Tepper writes about all of this as a witness to it. He also writes about the slow erosion of his faith. Born into a Christian home and educated at a Christian school (and, at times, a home school), he was raised in “the discipline and instruction of the Lord” by parents who loved him, cared for him, and in so many ways displayed Christ in their lives. Yet the suffering and sorrow Tepper witnessed made him wonder if God could really be good, just, and kind. By the time the book ends, Betel has grown to be a prominent ministry, and Tepper is leaving it behind to study first at the University of North Carolina and then at Oxford University as a Rhodes Scholar. He never describes a process of deconstruction and never outright disavows or criticizes the Christian faith. Rather, it seems like he simply chose to take a different path in which reading, learning, and a free mind took precedence.
Yet all the while he seems haunted by the faith of his parents and, perhaps even more so, the transformations he witnessed in so many of the people he knew and loved at Betel. He saw them arrive as broken addicts, but then progress to faithful men and women who had found freedom from addiction and purpose through their relationship with God. They were and still are some of the finest people he could ever have hoped to meet. Though he may not share the faith of his parents or the people they helped, he admires and respects it. “The story of Betel is extraordinary,” he says, “but my parents almost never gave interviews or sought attention. They thought it was unseemly and not Christ-like. My mother and father had reason to be proud of all they accomplished over the decades, but not because of the size of the building or the numbers of addicts in the centers. My parents did not set out to create a large organization, seek political influence, or fight any culture wars. They set out to show compassion to one addict at a time.” And they did.

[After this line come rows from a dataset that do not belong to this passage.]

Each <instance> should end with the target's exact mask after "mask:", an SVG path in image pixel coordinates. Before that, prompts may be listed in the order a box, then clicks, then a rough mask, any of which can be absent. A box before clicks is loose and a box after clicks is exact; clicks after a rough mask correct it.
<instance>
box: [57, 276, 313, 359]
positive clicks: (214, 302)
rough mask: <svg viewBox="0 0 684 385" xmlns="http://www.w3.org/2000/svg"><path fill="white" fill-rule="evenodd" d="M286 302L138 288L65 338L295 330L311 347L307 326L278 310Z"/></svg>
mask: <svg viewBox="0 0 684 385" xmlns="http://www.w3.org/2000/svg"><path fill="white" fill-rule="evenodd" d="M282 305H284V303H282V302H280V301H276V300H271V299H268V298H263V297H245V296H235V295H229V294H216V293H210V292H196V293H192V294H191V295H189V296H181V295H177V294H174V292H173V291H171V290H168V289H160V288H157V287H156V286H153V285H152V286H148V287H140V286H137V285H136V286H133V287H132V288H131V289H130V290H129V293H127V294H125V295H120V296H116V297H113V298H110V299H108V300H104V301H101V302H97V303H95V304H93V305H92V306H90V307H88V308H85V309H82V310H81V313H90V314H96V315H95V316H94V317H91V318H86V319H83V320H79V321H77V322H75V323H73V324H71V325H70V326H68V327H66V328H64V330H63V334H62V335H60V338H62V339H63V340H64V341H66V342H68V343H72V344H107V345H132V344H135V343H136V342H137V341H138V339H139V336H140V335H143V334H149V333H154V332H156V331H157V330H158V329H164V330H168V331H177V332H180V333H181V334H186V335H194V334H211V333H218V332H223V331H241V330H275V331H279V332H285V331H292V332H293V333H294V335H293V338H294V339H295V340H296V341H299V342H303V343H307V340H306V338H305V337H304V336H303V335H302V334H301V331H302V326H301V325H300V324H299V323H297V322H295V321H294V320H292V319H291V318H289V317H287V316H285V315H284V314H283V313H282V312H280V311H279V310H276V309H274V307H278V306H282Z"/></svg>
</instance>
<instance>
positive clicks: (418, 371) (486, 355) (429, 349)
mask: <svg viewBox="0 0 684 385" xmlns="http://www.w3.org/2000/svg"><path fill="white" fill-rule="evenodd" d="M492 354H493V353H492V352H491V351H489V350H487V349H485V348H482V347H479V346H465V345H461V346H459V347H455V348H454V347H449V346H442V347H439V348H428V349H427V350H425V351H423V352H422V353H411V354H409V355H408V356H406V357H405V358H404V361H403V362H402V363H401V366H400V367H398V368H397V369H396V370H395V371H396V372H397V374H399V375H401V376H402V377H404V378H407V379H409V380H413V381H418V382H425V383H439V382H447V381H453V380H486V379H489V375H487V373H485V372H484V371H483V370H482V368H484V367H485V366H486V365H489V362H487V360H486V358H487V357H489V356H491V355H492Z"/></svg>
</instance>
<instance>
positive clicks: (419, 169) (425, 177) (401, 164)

Shooting Up is, according to the subtitle, “A Memoir of Love, Loss, and Addiction.” It is all that and more, and though the story is not told by a Christian, it’s told by someone who saw Christians behaving Christianly, who admired them for it, and who celebrates what they accomplished. It is a story I’m thankful to have read and one I think you’ll enjoy reading as well.
(Here are a couple of other books that, though not published by Christian publishers, are both true and beautiful: Everything Sad Is Untrue (a true story) by Daniel Nayeri and When Breath Becomes Air by Paul Kalanithi.)